En couvre-sol sous des arbres, là où rien d’autre ne pousse facilement, le lierre est imbattable. Il crée un tapis vert dense, homogène, d’une texture remarquable, sans entretien ou presque. Dans un jardin contemporain, un massif entièrement tapissé de lierre sous un groupe d’arbres est d’une élégance sobre que peu d’autres compositions végétales peuvent atteindre.

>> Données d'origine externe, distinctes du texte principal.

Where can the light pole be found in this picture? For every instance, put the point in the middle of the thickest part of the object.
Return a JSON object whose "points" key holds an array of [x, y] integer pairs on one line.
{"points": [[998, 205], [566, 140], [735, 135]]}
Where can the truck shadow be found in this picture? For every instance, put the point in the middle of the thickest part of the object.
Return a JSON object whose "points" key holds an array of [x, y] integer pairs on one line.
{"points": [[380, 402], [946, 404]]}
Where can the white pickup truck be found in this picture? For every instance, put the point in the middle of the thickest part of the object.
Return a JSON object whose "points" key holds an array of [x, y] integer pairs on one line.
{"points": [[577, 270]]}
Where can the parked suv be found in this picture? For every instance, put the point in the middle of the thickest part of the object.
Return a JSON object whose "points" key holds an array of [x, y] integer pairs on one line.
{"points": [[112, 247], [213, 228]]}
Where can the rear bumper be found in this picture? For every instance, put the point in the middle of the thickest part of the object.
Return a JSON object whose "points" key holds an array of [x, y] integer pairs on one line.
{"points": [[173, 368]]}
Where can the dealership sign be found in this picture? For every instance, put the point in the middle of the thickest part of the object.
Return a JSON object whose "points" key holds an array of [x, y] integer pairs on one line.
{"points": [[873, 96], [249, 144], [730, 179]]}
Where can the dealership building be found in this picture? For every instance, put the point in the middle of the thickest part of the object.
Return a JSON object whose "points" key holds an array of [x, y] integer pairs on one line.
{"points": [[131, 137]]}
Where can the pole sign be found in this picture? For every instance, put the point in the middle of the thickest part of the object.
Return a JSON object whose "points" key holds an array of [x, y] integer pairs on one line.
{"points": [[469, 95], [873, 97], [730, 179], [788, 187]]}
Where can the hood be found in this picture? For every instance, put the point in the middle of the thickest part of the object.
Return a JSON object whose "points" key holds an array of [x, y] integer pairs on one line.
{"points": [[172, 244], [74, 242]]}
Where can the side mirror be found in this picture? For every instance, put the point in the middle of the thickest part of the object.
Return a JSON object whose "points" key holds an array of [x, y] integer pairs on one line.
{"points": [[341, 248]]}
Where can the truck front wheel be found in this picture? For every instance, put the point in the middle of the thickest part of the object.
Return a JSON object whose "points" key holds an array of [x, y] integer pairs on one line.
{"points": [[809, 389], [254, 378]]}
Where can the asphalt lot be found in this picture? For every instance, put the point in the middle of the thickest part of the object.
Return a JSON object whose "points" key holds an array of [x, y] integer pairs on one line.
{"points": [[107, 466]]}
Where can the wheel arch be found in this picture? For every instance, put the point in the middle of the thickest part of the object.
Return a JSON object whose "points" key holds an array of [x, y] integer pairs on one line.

Sur un mur ou une clôture, le lierre crée une texture végétale vivante qui transforme n’importe quelle surface en élément de jardin. Sur un vieux muret en pierre, il amplifie le caractère et crée cet effet de patine végétale qu’on ne peut pas obtenir autrement. Sur une clôture en métal ou en bois, il la fond dans le végétal et lui donne immédiatement une présence naturelle.
Dans mes projets, j’utilise le lierre systématiquement dans les zones difficiles : sous des grands arbres où la lumière manque, en pied de mur nord où peu de plantes s’installent durablement, sur des talus à stabiliser. C’est une des rares plantes qui accepte toutes ces conditions sans se plaindre, et qui devient plus belle avec les années.
Comment le gérer sans le laisser tout envahir
Une taille annuelle, idéalement en fin d’hiver entre février et mars, suffit à maintenir le lierre dans les limites souhaitées. On coupe simplement les tiges qui dépassent, on contourne les obstacles qu’on ne veut pas couvrir, on maintient une hauteur ou une largeur maximum. Le lierre accepte des tailles sévères sans problème et repousse vigoureusement mais prévisiblement.
Pour l’empêcher de monter dans un arbre, il suffit de couper les tiges au pied de l’arbre chaque année avant qu’elles ne grimpent. Une intervention de dix minutes par arbre une fois par an est suffisante. Pour l’empêcher de passer d’un côté à l’autre d’une clôture, on le taille simplement à la limite souhaitée.
Il n’y a aucune raison d’arracher le lierre d’un jardin. La décision de le supprimer est presque toujours basée sur des idées reçues plutôt que sur des problèmes réels. Avant d’agir, prenez le temps d’observer ce que le lierre apporte à votre jardin. En novembre, vous verrez peut-être les derniers bourdons de l’année butiner ses fleurs. En mars, vous verrez peut-être les premières grives se nourrir de ses baies. Ce spectacle vaut largement quelques coups de sécateur par an.
Ce qu’il faut retenir
Le lierre est une plante indigène à la valeur écologique exceptionnelle, injustement décriée sur la base d’idées reçues qui résistent mal à l’examen des faits. Il ne tue pas les arbres en bonne santé, il n’abîme pas les murs sains, il ne crée pas de problème de rongeurs, et il se contrôle très simplement avec une taille annuelle.
En échange, il offre une floraison tardive vitale pour les pollinisateurs, des baies hivernales pour les oiseaux, des abris pour des dizaines d’espèces, et une présence ornementale sobre et durable dans le jardin. C’est l’une des plantes les plus utiles qu’on puisse décider de garder, et l’une des plus belles quand elle est conduite avec intention.